This angry man act is growing tired
Twitter should have left Alex Jones alone. He’s heading straight to hell at a nice clip all by himself, barring some last-minute Ditmas-like conversion. Anyone who tells parents of dead first-graders they’re perpetrating a hoax has an extra hot corner of Hades reserved.
It shouldn’t be long. The Infowars creator is looking dangerously apoplectic, even for him. Did you see Jones harassing senators in the hallways of Washington on Wednesday? His neck veins were purple and bulging — a nano-millimeter from bursting. A straight pin or Bic Pen would do it, I kept thinking. Super quick jab. Hardly anyone would see. And who would turn me in if they did?
I don’t feel bad for thinking it at all, hardly. A hundred Alex Joneses isn’t worth a single girl or boy lost at Sandy Hook Elementary School in Newtown, Connecticut.
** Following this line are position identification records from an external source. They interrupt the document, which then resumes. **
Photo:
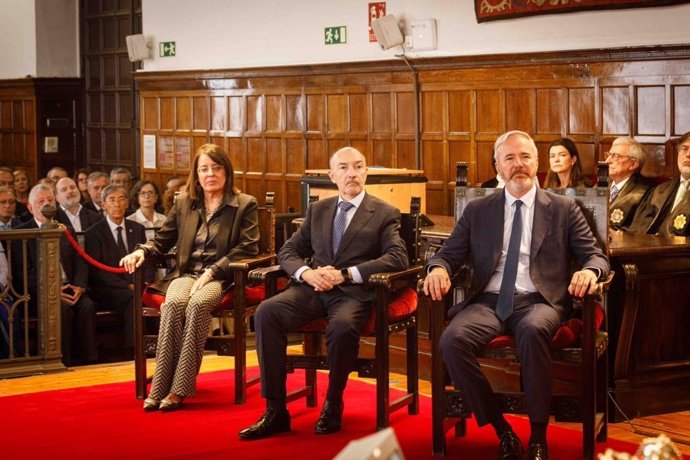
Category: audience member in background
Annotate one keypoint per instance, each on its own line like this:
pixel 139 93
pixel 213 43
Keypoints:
pixel 665 210
pixel 170 194
pixel 22 185
pixel 78 313
pixel 144 198
pixel 108 241
pixel 626 158
pixel 7 180
pixel 96 183
pixel 81 177
pixel 519 284
pixel 70 212
pixel 8 206
pixel 56 173
pixel 565 167
pixel 342 241
pixel 212 226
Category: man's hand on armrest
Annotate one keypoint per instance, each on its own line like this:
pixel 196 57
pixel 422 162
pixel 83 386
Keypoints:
pixel 436 283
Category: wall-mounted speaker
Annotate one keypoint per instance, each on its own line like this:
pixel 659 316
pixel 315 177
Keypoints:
pixel 138 47
pixel 387 31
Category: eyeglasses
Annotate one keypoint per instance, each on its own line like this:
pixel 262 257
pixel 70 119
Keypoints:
pixel 615 156
pixel 119 199
pixel 215 169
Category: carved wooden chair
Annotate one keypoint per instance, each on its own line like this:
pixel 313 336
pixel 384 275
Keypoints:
pixel 394 311
pixel 239 304
pixel 579 348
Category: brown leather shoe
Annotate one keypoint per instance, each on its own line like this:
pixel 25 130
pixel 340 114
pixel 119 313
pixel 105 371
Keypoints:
pixel 330 419
pixel 271 422
pixel 510 447
pixel 537 451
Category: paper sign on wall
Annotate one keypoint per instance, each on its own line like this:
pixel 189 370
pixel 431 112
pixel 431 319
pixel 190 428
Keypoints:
pixel 376 10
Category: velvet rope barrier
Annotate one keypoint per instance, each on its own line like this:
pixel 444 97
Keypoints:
pixel 90 259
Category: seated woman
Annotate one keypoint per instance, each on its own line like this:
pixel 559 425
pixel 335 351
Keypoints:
pixel 565 169
pixel 144 197
pixel 213 224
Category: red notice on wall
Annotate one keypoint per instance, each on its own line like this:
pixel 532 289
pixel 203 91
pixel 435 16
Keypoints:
pixel 376 10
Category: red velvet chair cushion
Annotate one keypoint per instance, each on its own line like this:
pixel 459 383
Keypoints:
pixel 404 304
pixel 568 335
pixel 255 294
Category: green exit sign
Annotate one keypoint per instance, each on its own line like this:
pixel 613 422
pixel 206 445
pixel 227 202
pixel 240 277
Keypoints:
pixel 335 35
pixel 166 49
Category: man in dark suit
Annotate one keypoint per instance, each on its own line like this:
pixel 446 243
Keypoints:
pixel 78 312
pixel 70 212
pixel 108 241
pixel 520 285
pixel 626 158
pixel 346 239
pixel 666 208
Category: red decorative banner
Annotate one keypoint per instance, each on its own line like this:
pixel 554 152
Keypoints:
pixel 490 10
pixel 376 10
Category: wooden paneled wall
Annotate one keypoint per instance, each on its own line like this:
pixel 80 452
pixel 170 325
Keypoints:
pixel 277 122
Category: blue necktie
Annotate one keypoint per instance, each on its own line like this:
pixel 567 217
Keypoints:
pixel 340 223
pixel 504 304
pixel 614 192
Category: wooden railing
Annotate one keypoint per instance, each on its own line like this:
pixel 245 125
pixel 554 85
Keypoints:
pixel 39 349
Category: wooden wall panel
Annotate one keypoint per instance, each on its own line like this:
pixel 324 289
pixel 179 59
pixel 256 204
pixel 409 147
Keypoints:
pixel 276 123
pixel 680 112
pixel 651 111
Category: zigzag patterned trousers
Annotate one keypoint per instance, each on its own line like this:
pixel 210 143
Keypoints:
pixel 182 335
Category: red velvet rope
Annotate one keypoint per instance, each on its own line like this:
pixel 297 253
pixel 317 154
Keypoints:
pixel 90 259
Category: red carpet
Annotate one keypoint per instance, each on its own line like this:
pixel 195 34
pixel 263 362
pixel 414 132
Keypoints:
pixel 107 422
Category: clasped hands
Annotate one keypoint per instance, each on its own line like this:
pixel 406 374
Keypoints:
pixel 323 279
pixel 437 283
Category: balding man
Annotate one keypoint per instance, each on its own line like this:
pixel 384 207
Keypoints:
pixel 626 158
pixel 346 238
pixel 70 212
pixel 78 312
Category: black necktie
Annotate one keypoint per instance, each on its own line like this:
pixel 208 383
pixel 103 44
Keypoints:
pixel 340 223
pixel 120 242
pixel 504 305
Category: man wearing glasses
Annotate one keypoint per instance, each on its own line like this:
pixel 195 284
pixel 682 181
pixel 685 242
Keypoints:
pixel 628 186
pixel 108 241
pixel 666 208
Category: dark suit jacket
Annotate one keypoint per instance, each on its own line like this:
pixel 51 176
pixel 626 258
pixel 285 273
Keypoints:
pixel 622 208
pixel 76 270
pixel 237 239
pixel 87 217
pixel 372 242
pixel 655 216
pixel 101 245
pixel 559 229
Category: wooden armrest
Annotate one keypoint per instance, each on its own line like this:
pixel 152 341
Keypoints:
pixel 252 263
pixel 265 274
pixel 395 280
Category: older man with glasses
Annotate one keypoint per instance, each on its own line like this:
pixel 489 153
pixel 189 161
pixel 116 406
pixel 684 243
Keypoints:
pixel 108 241
pixel 626 158
pixel 666 208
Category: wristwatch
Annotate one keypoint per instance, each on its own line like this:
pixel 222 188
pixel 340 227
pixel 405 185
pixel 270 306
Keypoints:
pixel 346 274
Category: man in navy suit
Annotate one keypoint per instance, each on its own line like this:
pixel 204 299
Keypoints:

Twitter has now banned Jones for life. I’m afraid it’ll hurt Twitter more than Jones in the end. Jones and his rageaholic ilk are on their way out. Maybe not today, or even tomorrow. But soon. The angry man act that made them famous — that fueled the madness we’ve been experiencing in America — is growing tired. I don’t care how many Twitter followers Jones had. He’s going to burn out soon enough, with or without Twitter.
They all are — the Roy Moores, Joe Arpaios and Carl Paladinos — have had their fiery moment in the sun. An eclipse of reason is coming. It always does, like day follows night. With that eclipse will come measured, confident conservative voices again that will persuade without shouting. Liberal ones, too.
Twitter, Facebook, Instagram and every other platform with the power to censor must remember that. The temptation to shut down the bomb throwers is enormous, but the moment is fleeting. Once you go down the censorship alley, you’re committed to it, and finished as an honest information source.
The trouble is that Twitter chief executive Jack Dorsey and Facebook co-founder and leader Mark Zuckerberg don’t trust their fellow citizens to discern truth from fiction, right from wrong. Blocking Russian disinformation bots is one thing, muzzling American opinion, however detestable it may be, is another. Yes, hate can catch on dangerously, but its fuel eventually runs out.
The Twitter and Facebook chief executives should look to the American Civil Liberties Union for inspiration before going further. The left-leaning civil liberties group has reliably defended the Constitutional right of neo-Nazis to march in their April Third-Reich pajama-party parades for decades. It trusts with unwavering confidence that reason and a free exchange of ideas are the patient safeguards of democracy. It trusts the American people and the American way. Facebook and Twitter should, too.
Jabbing a Number 2 Ticonderoga into Alex Jones’ fat red neck is a delicious thought, but a terrible idea. It’s unhealthy to even think about it . . . tiny bite marks running an inch up its yellow nub . . .
The way to diminish the Alex Joneses of the world is to force them into the spotlight and make them defend the indefensible. They can’t. Never in the long run.
William F. B. O’Reilly is a consultant to Republicans.